In other words, the Menendez trial wasn’t Rodney King. So how much of a nightmare could it be?
No one would say that now.
For, six months later, two separate trials later, hundreds of witnesses later and dozens of hysterical or tasteless or just plain bizarre episodes of witness-stand testimony later, justice in the trials of Erik and Lyle Menendez is no closer to realization. For on Friday, two weeks after the Erik Menendez jury was declared hopelessly deadlocked, so too were the 12 persons good and true who had deliberated for 25 days in the case of brother Lyle.
Deadlocked.
So now what is the district attorney to do? The trial judge, Stanley M. Weisberg, thought the facts of the case strong enough that he told both juries they could convict on anything from murder-one to manslaughter, but not to consider acquittal. However, unless a retrial is mounted, acquittal would be the practical result of this twin mistrial.
On Friday Garcetti did not appear to be agonizing over the question. The two brothers, who admitted to the Aug. 20, 1989, shotgun slayings of their wealthy parents but pleaded special circumstances as long-suffering victims of abuse, would be tried again, said the district attorney, firmly. That decision is problematic--and inevitable.
The defendants appear likely to continue to enjoy the benefits of attorneys who have mounted powerful, imaginative defenses--that, in effect, the two sons were driven to the insanity of parricide by the brutal and exploitative circumstances of their wrenching upbringing.

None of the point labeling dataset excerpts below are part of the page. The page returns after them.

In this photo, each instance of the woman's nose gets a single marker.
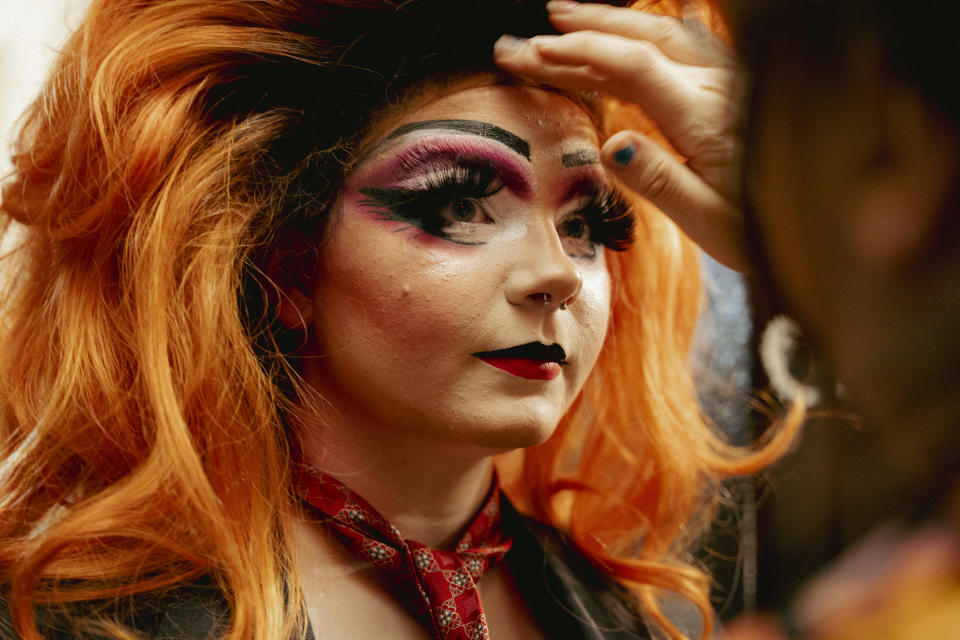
(543, 273)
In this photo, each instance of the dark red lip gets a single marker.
(533, 361)
(526, 368)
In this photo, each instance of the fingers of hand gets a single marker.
(523, 57)
(688, 103)
(702, 213)
(671, 36)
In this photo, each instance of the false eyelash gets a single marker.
(610, 219)
(420, 205)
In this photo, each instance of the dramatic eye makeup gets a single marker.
(442, 185)
(605, 218)
(444, 198)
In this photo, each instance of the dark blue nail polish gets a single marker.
(624, 155)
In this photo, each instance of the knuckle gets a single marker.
(655, 182)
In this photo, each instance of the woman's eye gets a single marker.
(576, 228)
(463, 210)
(575, 236)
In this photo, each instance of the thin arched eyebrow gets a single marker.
(580, 158)
(473, 127)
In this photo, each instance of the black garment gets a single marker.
(568, 597)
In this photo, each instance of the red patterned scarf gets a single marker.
(438, 586)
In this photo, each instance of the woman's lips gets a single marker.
(526, 368)
(533, 361)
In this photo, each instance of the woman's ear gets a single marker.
(901, 194)
(291, 271)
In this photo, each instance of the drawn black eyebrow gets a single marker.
(580, 158)
(473, 127)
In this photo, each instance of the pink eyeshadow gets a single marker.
(425, 154)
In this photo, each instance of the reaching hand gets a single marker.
(681, 76)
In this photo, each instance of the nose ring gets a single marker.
(546, 302)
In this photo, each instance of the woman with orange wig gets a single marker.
(317, 325)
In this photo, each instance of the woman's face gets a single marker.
(452, 232)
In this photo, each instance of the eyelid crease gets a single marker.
(609, 216)
(458, 150)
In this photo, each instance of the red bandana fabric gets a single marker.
(440, 587)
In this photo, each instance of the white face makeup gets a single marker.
(452, 232)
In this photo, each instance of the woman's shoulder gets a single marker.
(567, 594)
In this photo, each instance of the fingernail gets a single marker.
(624, 155)
(508, 43)
(562, 6)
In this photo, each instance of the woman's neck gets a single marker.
(430, 491)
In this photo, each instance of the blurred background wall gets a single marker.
(30, 33)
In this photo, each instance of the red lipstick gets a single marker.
(533, 361)
(525, 368)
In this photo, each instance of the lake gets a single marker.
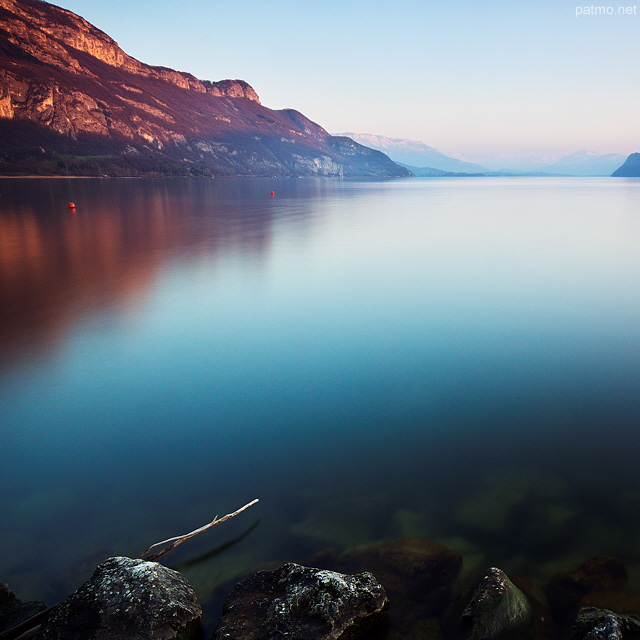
(451, 359)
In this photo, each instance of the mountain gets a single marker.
(630, 168)
(586, 163)
(414, 153)
(580, 163)
(430, 172)
(72, 102)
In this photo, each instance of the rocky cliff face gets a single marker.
(67, 89)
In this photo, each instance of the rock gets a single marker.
(125, 598)
(497, 607)
(601, 624)
(14, 611)
(567, 590)
(504, 496)
(302, 603)
(417, 575)
(343, 522)
(406, 523)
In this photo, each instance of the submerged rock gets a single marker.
(125, 598)
(601, 624)
(569, 590)
(497, 607)
(416, 574)
(14, 611)
(302, 603)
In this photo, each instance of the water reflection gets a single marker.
(59, 265)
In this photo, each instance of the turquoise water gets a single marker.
(454, 359)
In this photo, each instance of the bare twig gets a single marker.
(178, 540)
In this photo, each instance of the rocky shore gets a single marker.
(404, 588)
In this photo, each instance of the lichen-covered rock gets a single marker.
(14, 611)
(126, 598)
(302, 603)
(569, 590)
(497, 607)
(416, 574)
(601, 624)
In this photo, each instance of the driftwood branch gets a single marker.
(178, 540)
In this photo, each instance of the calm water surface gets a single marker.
(453, 359)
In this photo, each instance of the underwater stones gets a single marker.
(342, 523)
(601, 624)
(416, 574)
(407, 523)
(302, 603)
(497, 607)
(602, 573)
(592, 581)
(504, 496)
(14, 611)
(126, 598)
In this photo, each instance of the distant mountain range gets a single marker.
(630, 168)
(72, 102)
(414, 153)
(425, 160)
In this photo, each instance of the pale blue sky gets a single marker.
(466, 77)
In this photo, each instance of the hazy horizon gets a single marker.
(516, 79)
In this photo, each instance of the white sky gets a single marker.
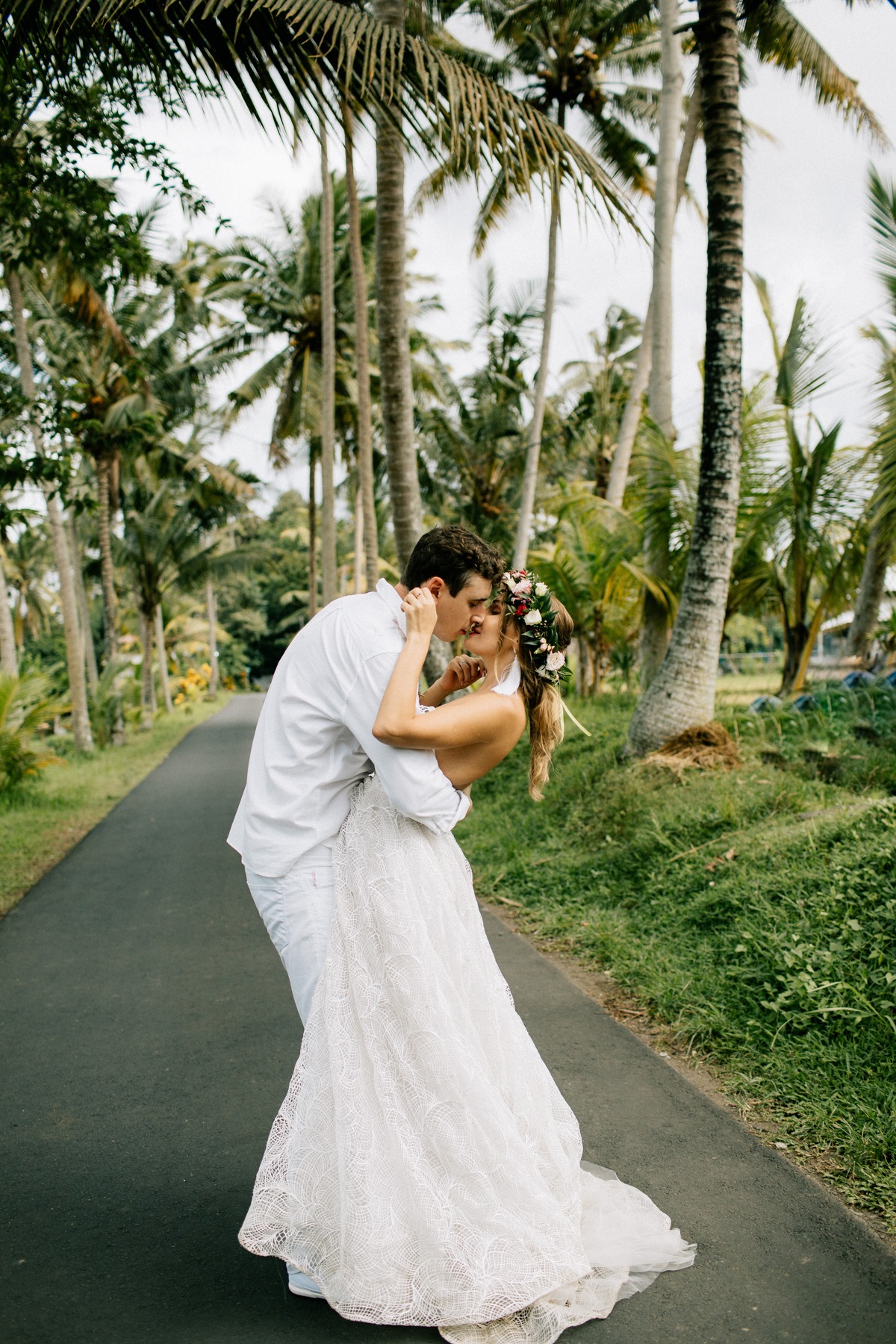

And the new trials--two separate ones are necessary because of differences in admissible evidence in each of the brothers’ cases--aren’t likely to be any shorter or less lavishly costly than the first go-round.
For these formidable reasons alone it is to be hoped that Garcetti isn’t just whistling in the dark, gambling on more receptive juries, praying that the Menendez brothers will not be as apparently effective with jurors the second time as the first.
Indeed, it is to be devoutly hoped that he would not risk yet another panoramic ordeal without the promise of additional material evidence or substantial new prosecutorial insight or strategy to enhance the chances that the taxpayers’ additional money will be spent with result.
But, granting all these reservations, in the end it must be said that Garcetti did what he had to do. The district attorney himself put the issue quite well: It was not an issue of winning or losing but of doing justice. The office of district attorney exists precisely for that reason: to serve as the people’s agent in the achievement of a measure of justice. By this standard, Garcetti suggested, he believes he has an “ethical, professional and moral responsibility to go forward†with a retrial.
Parricide is an ancient, powerful crime, one that causes ever-greater revulsion as the level of a society’s civilization increases. It should be the inclination of the people to support a prosecutor who, weighing a case this grave, says he must in good conscience proceed--to have these cases decided one way or the other.
Sometimes you shouldn’t nickel and dime justice.